How often do we find ourselves hiding our sins and infections from God, instead of just coming clean about our inner maladies? We posture and pretend, using all of our energy to cover our abscesses, instead of bringing them into the glaring light of day. We hide our misery to the point of madness, instead of admitting that we are sick patients in need of significant soul-curing remedies. Somehow, we keep believing in magic instead of mercy, wanting the wand treatment instead of God’s penetrating love, which cuts through and exposes our deepest disorders.

Part of the problem today, as I see it, is that we’ve grown collectively dishonest as a people, all corroborating in the creating current climate of corruption. We point our fingers at “them” and “their” faults, without admitting that “they” represent “us.” You spot it, you got it, is another way of naming this reality, and what we’ve spotted surreptitiously via scrubbed servers and secretly hidden cameras has indicted every single one of us. When rampant corruption, greed, power-mongering, pomposity, and dishonesty become the hallmarks of our leaders, then “Mea culpa!” must be our communal contrition cry.

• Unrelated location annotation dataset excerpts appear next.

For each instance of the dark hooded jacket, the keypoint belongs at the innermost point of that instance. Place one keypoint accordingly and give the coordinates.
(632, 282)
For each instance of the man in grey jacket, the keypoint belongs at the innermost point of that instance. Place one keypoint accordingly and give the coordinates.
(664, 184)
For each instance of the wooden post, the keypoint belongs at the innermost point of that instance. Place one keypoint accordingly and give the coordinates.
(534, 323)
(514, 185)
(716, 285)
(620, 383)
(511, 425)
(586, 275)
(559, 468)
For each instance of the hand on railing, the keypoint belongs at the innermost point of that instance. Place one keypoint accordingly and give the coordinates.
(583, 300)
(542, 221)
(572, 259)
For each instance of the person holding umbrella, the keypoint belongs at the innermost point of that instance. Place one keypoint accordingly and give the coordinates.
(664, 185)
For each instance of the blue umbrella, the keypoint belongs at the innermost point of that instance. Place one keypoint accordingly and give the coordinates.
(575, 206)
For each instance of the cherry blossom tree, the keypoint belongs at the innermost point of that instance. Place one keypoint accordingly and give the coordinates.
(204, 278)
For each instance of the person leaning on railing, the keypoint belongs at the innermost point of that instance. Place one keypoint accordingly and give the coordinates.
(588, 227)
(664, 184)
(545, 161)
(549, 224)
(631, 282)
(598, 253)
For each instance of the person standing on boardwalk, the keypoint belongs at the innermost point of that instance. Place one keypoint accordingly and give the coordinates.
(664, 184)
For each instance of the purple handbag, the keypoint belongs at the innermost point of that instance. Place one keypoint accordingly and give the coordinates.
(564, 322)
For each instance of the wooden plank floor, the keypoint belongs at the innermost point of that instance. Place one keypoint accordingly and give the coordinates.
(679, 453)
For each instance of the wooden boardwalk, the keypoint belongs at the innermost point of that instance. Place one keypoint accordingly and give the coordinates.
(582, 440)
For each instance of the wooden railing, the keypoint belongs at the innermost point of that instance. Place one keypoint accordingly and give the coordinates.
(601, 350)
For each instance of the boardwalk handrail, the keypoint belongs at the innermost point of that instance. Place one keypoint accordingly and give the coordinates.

I can’t help but wonder if this wide-open wound exposure is the direct result of the Year of Mercy, which will end this month on November 20, the Feast of Christ the King. One of the things Pope Francis explicitly, and quite prophetically, addressed in the Papal Bull that opened the Jubilee Year was corruption, and its damning effect on society:

May the message of mercy reach everyone, and may no one be indifferent to the call to experience mercy. I direct this invitation to conversion even more fervently to those whose behavior distances them from the grace of God…For their own good, I beg them to change their lives.

The same invitation is extended to those who either perpetrate or participate in corruption. This festering wound is a grave sin that cries out to heaven for vengeance, because it threatens the very foundations of personal and social life. Corruption prevents us from looking to the future with hope, because its tyrannical greed shatters the plans of the weak and tramples upon the poorest of the poor. It is an evil that embeds itself into the actions of everyday life and spreads, causing great public scandal. Corruption is a sinful hardening of the heart that replaces God with the illusion that money is a form of power. It is a work of darkness, fed by suspicion and intrigue. “Corruptio optimi pessima,” said Gregory the Great with good reason, affirming that no one can think himself immune from this temptation. If we want to drive it out from personal and social life, we need prudence, vigilance, loyalty, transparency, together with the courage to denounce any wrongdoing. If it is not combated openly, sooner or later everyone will become an accomplice to it, and it will end up destroying our very existence. (Pope Francis, Misericordiae Vultus, 19)

The wound has been exposed, the boil lanced, and the medicine of mercy has been offered. Maybe the Year of Mercy has served its purpose after all.